In Otto-cycle operated combustion engines, in particular in gas engines, in which a fuel-air mixture is ignited, for larger combustion chamber volumes the lean concept is applied. This means that a relatively large air excess is present, so that at maximum power density and simultaneously high efficiency of the engine, the harmful emissions and the thermal loading of the components are minimized. The ignition and combustion of very lean fuel-air mixtures represent a considerable challenge for the development and/or operation of modern high-performance gas engines.
Starting from a certain size of gas engines (generally with displacement above about six liters) it is necessary to use ignition intensifiers, in order to pass through the correspondingly large flame paths in the combustion chambers of the cylinders in the shortest possible time. Prechambers usually serve as these ignition intensifiers, and the fuel-air mixture that is highly compressed at the end of the compression stroke is ignited in a relatively small secondary space separate from the main combustion chamber of the cylinders. In this case, a main combustion chamber is delimited by the working piston, the cylinder liner, and the bottom of the cylinder head. The secondary space (the prechamber) is connected via one or a plurality of transfer holes with the main combustion chamber. Often these prechambers are flushed or filled with fuel gas during the gas exchange phase, in order to enrich the fuel-air mixture and thus improve the ignition and combustion properties. For this, a small amount of fuel gas is diverted from the fuel supply line to the main combustion chamber and fed into the prechamber via a suitable feed device provided with a nonreturn valve. This amount of fuel gas flushes the prechamber during gas exchange and so is often known as flushing gas.
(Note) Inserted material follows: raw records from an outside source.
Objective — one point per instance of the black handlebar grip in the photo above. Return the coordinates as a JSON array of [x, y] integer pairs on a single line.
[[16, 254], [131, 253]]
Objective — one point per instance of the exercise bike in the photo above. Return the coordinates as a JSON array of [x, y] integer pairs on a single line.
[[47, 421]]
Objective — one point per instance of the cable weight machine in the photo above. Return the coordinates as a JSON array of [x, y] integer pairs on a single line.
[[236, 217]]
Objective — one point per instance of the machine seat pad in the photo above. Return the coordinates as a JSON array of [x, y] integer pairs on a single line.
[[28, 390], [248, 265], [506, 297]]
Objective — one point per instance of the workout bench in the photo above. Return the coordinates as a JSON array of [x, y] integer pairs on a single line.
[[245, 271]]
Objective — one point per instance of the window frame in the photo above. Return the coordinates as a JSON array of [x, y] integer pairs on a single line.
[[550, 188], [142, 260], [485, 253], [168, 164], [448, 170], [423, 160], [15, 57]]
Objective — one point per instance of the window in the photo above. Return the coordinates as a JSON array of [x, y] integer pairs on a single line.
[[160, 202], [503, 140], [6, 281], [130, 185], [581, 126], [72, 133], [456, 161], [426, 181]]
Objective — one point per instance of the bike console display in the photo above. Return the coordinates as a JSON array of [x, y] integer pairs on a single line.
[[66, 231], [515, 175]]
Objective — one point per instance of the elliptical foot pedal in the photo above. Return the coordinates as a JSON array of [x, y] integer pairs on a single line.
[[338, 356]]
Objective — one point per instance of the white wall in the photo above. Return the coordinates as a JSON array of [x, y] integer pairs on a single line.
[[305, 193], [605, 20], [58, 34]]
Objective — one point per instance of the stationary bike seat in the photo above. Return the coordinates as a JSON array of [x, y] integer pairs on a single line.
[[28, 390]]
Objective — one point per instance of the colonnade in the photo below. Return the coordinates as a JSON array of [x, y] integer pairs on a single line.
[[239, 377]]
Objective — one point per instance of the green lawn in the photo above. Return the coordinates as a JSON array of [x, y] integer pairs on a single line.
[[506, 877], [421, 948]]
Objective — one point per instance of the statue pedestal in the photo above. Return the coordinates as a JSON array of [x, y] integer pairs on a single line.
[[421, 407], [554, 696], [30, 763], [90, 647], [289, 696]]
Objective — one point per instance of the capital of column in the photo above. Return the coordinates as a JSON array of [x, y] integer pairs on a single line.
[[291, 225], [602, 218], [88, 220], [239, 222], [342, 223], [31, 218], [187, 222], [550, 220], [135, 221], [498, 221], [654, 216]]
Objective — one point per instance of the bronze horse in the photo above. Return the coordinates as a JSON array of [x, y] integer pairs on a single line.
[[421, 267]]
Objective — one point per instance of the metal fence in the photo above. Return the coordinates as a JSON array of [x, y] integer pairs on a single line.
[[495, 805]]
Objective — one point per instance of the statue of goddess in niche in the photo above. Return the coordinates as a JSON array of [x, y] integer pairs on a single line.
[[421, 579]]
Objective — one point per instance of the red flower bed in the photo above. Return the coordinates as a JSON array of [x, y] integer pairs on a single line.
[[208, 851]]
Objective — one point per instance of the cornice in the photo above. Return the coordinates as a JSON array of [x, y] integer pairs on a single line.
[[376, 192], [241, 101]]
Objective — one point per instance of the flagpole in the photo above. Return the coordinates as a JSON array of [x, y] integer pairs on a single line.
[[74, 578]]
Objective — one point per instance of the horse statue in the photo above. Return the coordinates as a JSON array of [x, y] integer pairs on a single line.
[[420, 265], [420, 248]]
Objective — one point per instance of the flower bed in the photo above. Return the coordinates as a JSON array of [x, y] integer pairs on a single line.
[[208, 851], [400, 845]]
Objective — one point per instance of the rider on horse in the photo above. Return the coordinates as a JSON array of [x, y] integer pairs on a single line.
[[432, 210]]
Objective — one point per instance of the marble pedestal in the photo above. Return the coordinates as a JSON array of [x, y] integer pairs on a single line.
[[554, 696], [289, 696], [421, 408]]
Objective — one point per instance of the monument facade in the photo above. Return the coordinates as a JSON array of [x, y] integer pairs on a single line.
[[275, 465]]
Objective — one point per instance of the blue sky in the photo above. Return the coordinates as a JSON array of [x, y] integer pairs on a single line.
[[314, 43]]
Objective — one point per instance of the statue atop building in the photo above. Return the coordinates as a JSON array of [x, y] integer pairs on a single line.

During the compression phase, the very lean fuel-air mixture of the main combustion chamber flows through the transfer holes into the prechamber, where it mixes with the flushing gas. The ratio of fuel to air in the mixture is stated as the excess-air coefficient λ. An excess-air coefficient of λ=1 means that the amount of air present in the mixture corresponds exactly to the amount that is required to allow complete combustion of that amount of fuel. In such a case, combustion takes place stoichiometrically. At full load, large gas engines are usually run lean, at λ of approx. 1.9 to 2.0, i.e. the amount of air in the mixture corresponds to about twice the stoichiometric amount of air. Due to the flushing of the prechamber with fuel gas, after mixing with the fuel gas-air mixture of the main combustion chamber, an average λ in the prechamber is approx. 0.8 to 0.9. Therefore, the ignition conditions are optimal and, due to the energy density, there are intensive ignition flames extending into the main combustion chamber, which lead to a rapid, thorough combustion of the fuel-air mixture in the main combustion chamber. At these λ values, however, combustion takes place at the maximum temperature level, so that the wall temperatures in the region of the prechamber are also correspondingly high. As a result, on the one hand there is correspondingly high thermal loading of the prechamber and of the components arranged therein (e.g. spark plug, valves) and on the other hand there are undesirably high nitrogen oxide emissions.
Injecting water into a prechamber, so that the associated drop in temperature reduces the nitrogen oxide emissions, is already known from JP 07-127453.
This has the drawback that the water is injected into the prechamber before or during ignition, thus reducing the performance of the prechamber as ignition intensifier.